Let's start with what is NOT eco-friendly: laminate and stone, the two most popular choices for countertops today.
Laminates are made of plastic-coated synthetics, and most include urea formaldehyde. If you need to go with laminate because of the low price, look for ones without the formaldehyde.
Stone options are not good for the environment because they are not renewable, and they are a massively energy and water- intensive product to produce. Yes, use of stone countertops gains some LEED points for the indoor air quality, but they are still not a responsible option when thinking of the planet.
So what are good options?
1. Composite and recycled materials - fantastic countertops made from recycled paper or glass mixed with resins or concrete to form a hard surface. They come in many colour variations, have a long life span and are heat and scratch resistant. Products include:
PaperStone - an alternative to laminate in that it looks similar but better. Made of paper, but hard as stone.
Richlite- another paper-based alternative made from both FSC certified pulp and post-consumer paper waste products.
Ecotop - the next step from the PaperStone people. Made of 50% recycled wood & paper, and 50% bamboo. The resin that binds the wood, paper, and bamboo is 100% water based, and VOC and petroleum free.
IceStone - manufactured with 100% recycled glass in a cement matrix. "It is the only durable surface in the world to receive the Cradle to Cradle™ Gold certification, which assesses products on a number of criteria, such as the use of safe and healthy materials, design for material reuse and recycling, efficient use of energy and water throughout production, and the instituting of strategies for social responsibility."
EnviroGLAS - 100% recycled glass and porcelain terrazzo.
Squak Mountain Stone - a fibrous-cement material made of recycled paper, glass and low-carbon cement.
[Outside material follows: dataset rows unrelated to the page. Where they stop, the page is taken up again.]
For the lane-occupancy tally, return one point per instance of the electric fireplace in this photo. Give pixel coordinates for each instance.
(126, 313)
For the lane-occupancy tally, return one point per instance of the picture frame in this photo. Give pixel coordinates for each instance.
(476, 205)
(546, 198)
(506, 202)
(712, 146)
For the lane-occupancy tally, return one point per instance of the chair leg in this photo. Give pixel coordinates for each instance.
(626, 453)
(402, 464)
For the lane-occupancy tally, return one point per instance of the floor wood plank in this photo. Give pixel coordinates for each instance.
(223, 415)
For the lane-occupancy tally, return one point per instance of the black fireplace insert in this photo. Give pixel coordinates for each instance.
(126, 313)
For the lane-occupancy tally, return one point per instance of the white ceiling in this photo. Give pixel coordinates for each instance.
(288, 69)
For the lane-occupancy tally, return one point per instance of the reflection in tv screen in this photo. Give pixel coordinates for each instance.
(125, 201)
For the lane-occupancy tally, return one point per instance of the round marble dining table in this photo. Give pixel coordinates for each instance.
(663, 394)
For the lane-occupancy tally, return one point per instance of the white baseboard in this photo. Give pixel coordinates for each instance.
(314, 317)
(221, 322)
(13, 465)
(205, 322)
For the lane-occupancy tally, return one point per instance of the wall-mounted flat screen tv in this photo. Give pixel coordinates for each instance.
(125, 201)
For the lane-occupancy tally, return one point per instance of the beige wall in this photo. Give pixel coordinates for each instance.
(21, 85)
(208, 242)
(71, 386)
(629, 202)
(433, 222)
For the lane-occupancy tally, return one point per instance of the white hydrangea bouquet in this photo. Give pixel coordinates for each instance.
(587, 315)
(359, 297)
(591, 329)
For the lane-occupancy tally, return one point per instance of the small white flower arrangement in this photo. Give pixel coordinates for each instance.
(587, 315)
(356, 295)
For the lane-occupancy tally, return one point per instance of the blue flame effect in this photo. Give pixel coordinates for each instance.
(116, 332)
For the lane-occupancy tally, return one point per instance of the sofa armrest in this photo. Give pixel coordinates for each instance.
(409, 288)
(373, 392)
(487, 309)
Resembles soapstone or limestone.
Environite - 90% composed of recycled glass, refractory and other commonly discarded post consumer and post industrial materials.
Fuez Glass - 100% curbside recycled glass, low-carbon cement, natural aggregate
3Form - transforms 100 percent post-consumer HDPE (high density polyethylene) into elegantly designed engineered panels
2. Recycled ceramic tile- recycled ceramics are biodegradable, inexpensive and durable.
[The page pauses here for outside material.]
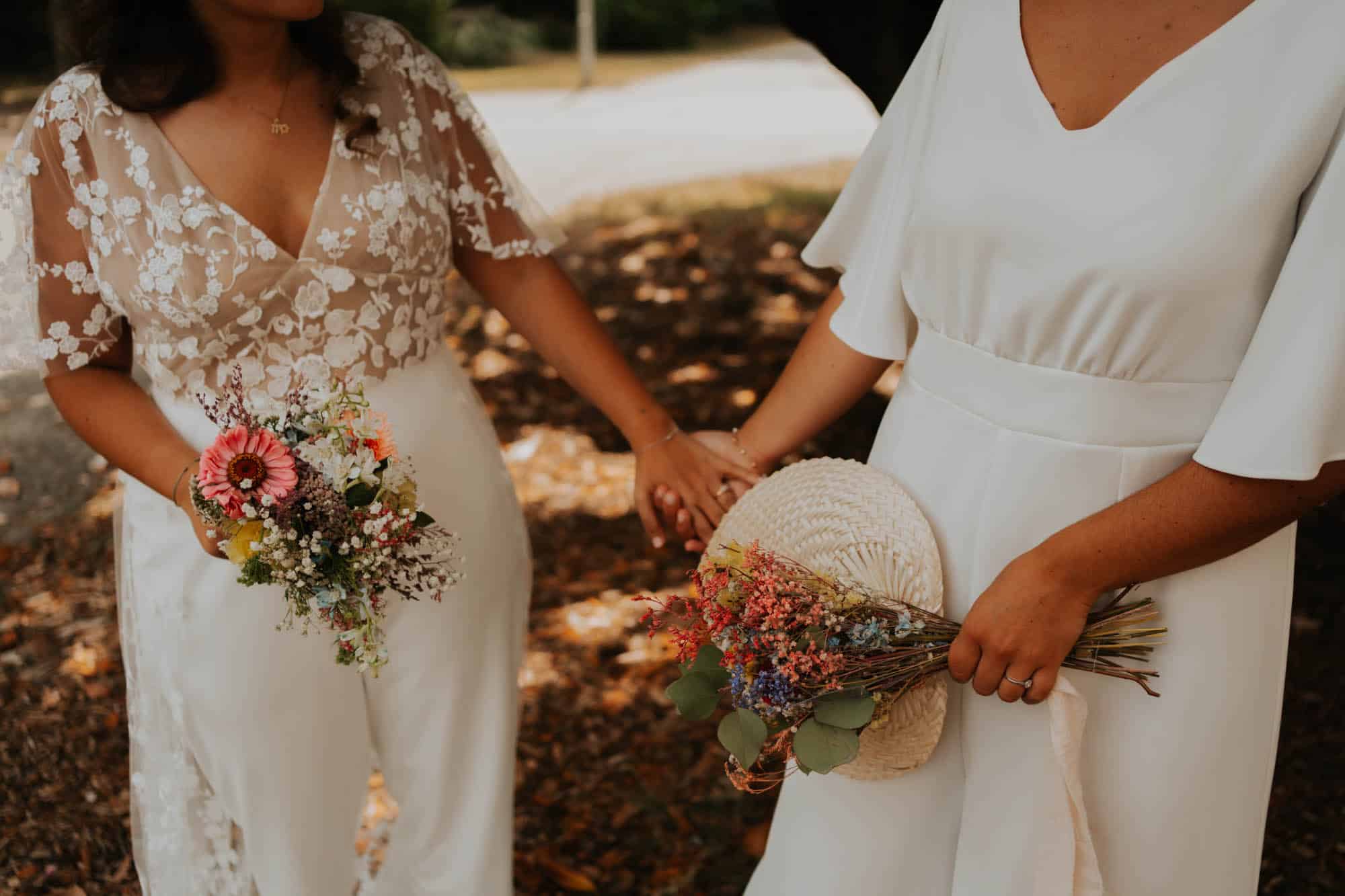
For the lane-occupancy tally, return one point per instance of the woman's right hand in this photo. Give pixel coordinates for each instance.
(670, 503)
3. Recycled stainless steel and aluminum - again, because it is a product that avoids going to the landfill, it gets the green thumbs up. Check out Alkemi, which make a countertop made of post-industrial scrap waste of the fine flakes left over from aluminum milling.
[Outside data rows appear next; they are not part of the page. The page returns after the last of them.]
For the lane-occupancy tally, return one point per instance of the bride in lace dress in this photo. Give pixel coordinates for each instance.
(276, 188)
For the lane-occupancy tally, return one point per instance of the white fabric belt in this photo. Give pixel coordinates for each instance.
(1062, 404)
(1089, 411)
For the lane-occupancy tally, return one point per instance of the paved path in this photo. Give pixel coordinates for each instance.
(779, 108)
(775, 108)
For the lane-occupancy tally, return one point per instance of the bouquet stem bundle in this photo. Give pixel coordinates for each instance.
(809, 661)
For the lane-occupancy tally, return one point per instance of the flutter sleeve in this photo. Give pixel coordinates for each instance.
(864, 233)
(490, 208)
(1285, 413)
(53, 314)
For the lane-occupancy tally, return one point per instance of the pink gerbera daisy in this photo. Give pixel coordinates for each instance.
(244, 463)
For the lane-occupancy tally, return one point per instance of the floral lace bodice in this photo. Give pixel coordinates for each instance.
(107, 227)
4. Bamboo - rapidly renewable, water resistant and naturally bacteria resistant. Teragren has a few different bamboo countertops to choose from that are durable and up to 154% harder than red oak.
5. Wood or butcher block - hardwoods such as maple or oak with FSC certification and use of low-VOC sealants and water-based finishes are a great choice and have a beautiful warm look. Even better is to go with reclaimed wood.
6. Glass - Glass countertops can be as simple as a transparent sheet of glass or they can be designed into translucent sheets with smooth, etched, sandblasted, patterned or grooved finishing. Most glass countertops are made of recycled glass that includes mirrors and windows. Great for a modern look.
7. Concrete, but only if recycled - concrete manufacturing is one of the most energy and water-intensive practices around, but lately some companies are coming out with recycled concrete products, replacing 80-90% of the cement with recycled cement materials. Once such company is Concrete Elegance, which uses an interesting process and makes beautiful finished counters.
I hope this helps clarify some of the green options for countertops, and I hope you consider making the switch! I would love to hear your thoughts on sustainable countertops and if you think they are worth the investment.